Lost in Time: Clock and Calendar Understanding Challenges in Multimodal LLMs
Rohit Saxena, Aryo Pradipta Gema, Pasquale Minervini
TL;DR
The paper tackles the problem of temporal understanding from visual inputs by focusing on analogue clocks and calendars. It introduces ClockQA and CalendarQA as targeted benchmarks and evaluates seven multimodal LLMs in a zero-shot setting using metrics such as $EM$, $MAE$, and classification measures. Key findings show substantial gaps in clock-reading accuracy (e.g., $EM$ around $22.58\%$ for the best model) while calendar reasoning is stronger for some models (e.g., $Acc=0.80$ for GPT-o1) but overall remains limited. The work highlights the need for improved visual parsing, numerical reasoning, and structured temporal inference in MLLMs, guiding future benchmark design and model development.
Abstract
Understanding time from visual representations is a fundamental cognitive skill, yet it remains a challenge for multimodal large language models (MLLMs). In this work, we investigate the capabilities of MLLMs in interpreting time and date through analogue clocks and yearly calendars.
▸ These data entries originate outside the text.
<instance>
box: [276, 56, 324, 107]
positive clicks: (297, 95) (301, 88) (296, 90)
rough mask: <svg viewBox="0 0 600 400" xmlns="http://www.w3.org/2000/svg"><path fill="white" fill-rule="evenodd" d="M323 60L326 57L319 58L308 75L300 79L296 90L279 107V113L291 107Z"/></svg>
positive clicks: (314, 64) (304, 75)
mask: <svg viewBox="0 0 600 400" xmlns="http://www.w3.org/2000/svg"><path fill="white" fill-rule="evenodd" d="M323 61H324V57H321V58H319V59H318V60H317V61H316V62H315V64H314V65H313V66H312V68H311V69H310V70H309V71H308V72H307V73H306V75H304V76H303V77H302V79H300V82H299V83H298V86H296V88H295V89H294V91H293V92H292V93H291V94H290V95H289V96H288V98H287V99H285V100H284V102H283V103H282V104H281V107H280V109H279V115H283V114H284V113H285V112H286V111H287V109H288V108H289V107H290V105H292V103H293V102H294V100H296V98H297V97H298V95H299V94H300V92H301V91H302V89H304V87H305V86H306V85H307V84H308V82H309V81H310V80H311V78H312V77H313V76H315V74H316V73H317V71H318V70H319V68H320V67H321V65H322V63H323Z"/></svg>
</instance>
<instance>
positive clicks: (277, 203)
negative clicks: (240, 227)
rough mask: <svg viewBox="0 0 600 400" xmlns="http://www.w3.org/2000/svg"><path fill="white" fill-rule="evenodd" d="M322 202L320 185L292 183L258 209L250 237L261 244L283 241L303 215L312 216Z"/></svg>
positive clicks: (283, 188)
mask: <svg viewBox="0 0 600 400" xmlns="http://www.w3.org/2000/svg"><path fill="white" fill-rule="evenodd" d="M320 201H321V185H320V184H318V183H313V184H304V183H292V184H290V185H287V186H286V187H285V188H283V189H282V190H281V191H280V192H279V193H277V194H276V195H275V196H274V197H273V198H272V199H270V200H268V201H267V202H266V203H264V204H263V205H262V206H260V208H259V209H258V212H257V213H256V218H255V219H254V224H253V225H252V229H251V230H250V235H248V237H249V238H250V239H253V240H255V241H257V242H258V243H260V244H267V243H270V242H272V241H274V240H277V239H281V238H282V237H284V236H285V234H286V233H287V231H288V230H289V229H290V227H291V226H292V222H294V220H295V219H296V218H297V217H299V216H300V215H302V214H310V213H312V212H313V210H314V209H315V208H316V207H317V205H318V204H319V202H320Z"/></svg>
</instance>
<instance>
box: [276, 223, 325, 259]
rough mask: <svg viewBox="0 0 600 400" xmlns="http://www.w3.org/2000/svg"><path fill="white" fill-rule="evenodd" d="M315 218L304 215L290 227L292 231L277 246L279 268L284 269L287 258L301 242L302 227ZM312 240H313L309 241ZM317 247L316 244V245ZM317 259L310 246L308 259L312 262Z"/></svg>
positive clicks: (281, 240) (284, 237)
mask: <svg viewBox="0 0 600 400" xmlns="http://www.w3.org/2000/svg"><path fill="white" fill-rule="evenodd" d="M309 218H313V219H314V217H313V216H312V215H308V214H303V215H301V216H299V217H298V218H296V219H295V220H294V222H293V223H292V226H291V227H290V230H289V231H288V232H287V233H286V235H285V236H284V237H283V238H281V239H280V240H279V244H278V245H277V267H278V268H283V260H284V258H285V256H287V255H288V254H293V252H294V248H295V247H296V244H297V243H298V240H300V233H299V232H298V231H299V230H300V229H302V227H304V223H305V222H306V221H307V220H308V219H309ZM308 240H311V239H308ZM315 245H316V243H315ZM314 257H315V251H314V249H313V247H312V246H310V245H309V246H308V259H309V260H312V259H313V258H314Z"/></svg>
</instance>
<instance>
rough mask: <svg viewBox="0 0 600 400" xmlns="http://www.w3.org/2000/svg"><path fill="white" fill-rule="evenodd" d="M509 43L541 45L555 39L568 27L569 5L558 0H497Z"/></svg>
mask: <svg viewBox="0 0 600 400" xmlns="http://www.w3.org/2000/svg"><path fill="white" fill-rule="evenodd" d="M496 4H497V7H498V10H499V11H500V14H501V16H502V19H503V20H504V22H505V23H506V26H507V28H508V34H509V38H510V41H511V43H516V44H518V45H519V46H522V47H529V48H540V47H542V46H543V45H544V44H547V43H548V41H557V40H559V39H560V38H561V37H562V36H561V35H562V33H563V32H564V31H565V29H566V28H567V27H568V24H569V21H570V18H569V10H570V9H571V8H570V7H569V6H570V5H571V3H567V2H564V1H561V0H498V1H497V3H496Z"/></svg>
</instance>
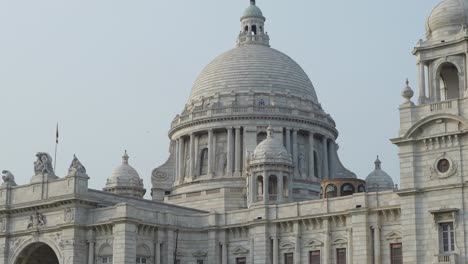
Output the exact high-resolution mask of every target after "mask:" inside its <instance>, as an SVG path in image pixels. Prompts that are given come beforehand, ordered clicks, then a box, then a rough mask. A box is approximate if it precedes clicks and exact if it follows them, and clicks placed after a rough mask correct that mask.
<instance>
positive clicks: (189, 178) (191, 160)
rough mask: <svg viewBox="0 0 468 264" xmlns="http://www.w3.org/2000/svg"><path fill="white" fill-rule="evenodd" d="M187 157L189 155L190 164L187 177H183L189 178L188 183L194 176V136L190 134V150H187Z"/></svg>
mask: <svg viewBox="0 0 468 264" xmlns="http://www.w3.org/2000/svg"><path fill="white" fill-rule="evenodd" d="M189 155H190V164H189V166H190V167H189V173H188V174H189V175H185V177H186V178H189V179H190V181H191V180H192V178H193V175H194V174H195V173H194V171H195V135H194V134H193V133H192V134H190V149H189Z"/></svg>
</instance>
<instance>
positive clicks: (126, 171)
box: [104, 151, 146, 197]
mask: <svg viewBox="0 0 468 264" xmlns="http://www.w3.org/2000/svg"><path fill="white" fill-rule="evenodd" d="M128 159H129V156H128V154H127V151H125V153H124V155H123V156H122V164H121V165H120V166H118V167H117V168H115V169H114V171H113V172H112V175H111V176H110V177H109V178H108V179H107V182H106V187H105V188H104V191H107V192H112V193H116V194H121V195H126V196H136V197H143V195H144V194H145V192H146V190H145V189H144V188H143V180H142V179H141V178H140V175H138V172H137V171H136V170H135V169H134V168H133V167H132V166H130V165H129V164H128Z"/></svg>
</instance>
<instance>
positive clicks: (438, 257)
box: [435, 253, 457, 264]
mask: <svg viewBox="0 0 468 264" xmlns="http://www.w3.org/2000/svg"><path fill="white" fill-rule="evenodd" d="M435 257H436V263H439V264H456V263H457V261H456V259H457V256H456V254H455V253H446V254H440V255H436V256H435Z"/></svg>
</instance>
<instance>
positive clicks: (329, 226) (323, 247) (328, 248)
mask: <svg viewBox="0 0 468 264" xmlns="http://www.w3.org/2000/svg"><path fill="white" fill-rule="evenodd" d="M323 226H324V231H325V234H324V238H323V251H324V252H323V264H331V263H332V262H331V255H330V250H331V249H330V220H329V219H325V220H323Z"/></svg>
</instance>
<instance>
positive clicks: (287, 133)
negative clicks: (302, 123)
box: [174, 127, 336, 183]
mask: <svg viewBox="0 0 468 264" xmlns="http://www.w3.org/2000/svg"><path fill="white" fill-rule="evenodd" d="M218 131H222V132H225V133H226V136H227V143H226V152H225V153H217V152H216V132H218ZM299 133H301V135H302V134H304V135H308V142H307V145H308V146H309V148H308V150H304V153H300V152H299V142H298V137H299ZM202 135H205V136H207V144H206V147H205V146H203V147H202V148H204V149H205V148H206V152H205V153H203V149H200V148H201V146H199V144H198V142H199V140H200V137H201V136H202ZM248 136H252V137H254V136H256V135H254V134H250V133H245V131H244V129H243V128H241V127H231V128H228V129H216V130H214V129H209V130H207V131H205V132H197V133H193V132H192V133H190V134H188V135H183V136H181V137H178V138H177V139H175V140H174V143H175V159H176V161H175V163H176V164H175V169H176V175H177V179H176V181H177V182H178V183H183V182H191V181H192V180H193V179H194V178H195V177H199V176H207V177H209V178H213V177H216V176H218V177H220V176H221V177H224V176H226V177H231V176H234V177H240V176H242V171H243V169H244V168H243V164H244V162H243V160H244V159H245V158H246V157H244V155H245V154H244V153H246V152H247V150H250V151H253V150H254V149H255V146H246V144H245V142H247V141H248V139H247V138H246V137H248ZM281 138H283V140H284V142H283V144H284V146H285V147H286V149H287V150H288V152H289V153H290V154H291V156H292V159H293V165H294V167H295V169H294V178H299V179H300V178H302V179H307V178H308V179H313V178H315V176H318V178H322V179H329V178H332V176H331V175H335V164H336V160H335V156H336V155H335V153H336V144H335V143H334V141H333V139H331V138H328V137H326V136H325V135H322V134H316V133H313V132H306V131H302V130H298V129H295V128H284V129H283V136H282V137H281ZM315 140H320V142H321V144H320V145H321V147H316V144H315V143H316V141H315ZM203 155H207V157H203ZM216 155H225V156H223V157H222V159H225V160H221V161H219V159H220V157H219V156H218V160H217V157H216ZM307 157H308V158H307ZM319 157H320V159H319ZM202 159H203V160H202ZM319 160H320V161H321V162H319ZM203 162H205V163H206V164H204V163H203ZM202 164H203V166H206V167H207V170H206V173H203V174H202V173H201V169H200V166H202ZM305 164H308V166H305ZM222 165H224V166H225V169H224V171H225V173H223V174H222V175H217V174H219V172H217V171H216V169H217V166H218V167H219V166H222ZM301 166H305V167H306V170H305V171H300V170H302V168H301ZM315 166H318V168H315ZM307 168H308V169H307ZM316 172H318V173H317V174H318V175H316Z"/></svg>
To facilitate this, we curated a structured dataset comprising two subsets: 1) $\textit{ClockQA}$, which comprises various types of clock styles$-$standard, black-dial, no-second-hand, Roman numeral, and arrow-hand clocks$-$paired with time related questions; and 2) $\textit{CalendarQA}$, which consists of yearly calendar images with questions ranging from commonly known dates (e.g., Christmas, New Year's Day) to computationally derived ones (e.g., the 100th or 153rd day of the year). We aim to analyse how MLLMs can perform visual recognition, numerical reasoning, and temporal inference when presented with time-related visual data. Our evaluations show that despite recent advancements, reliably understanding time remains a significant challenge for MLLMs.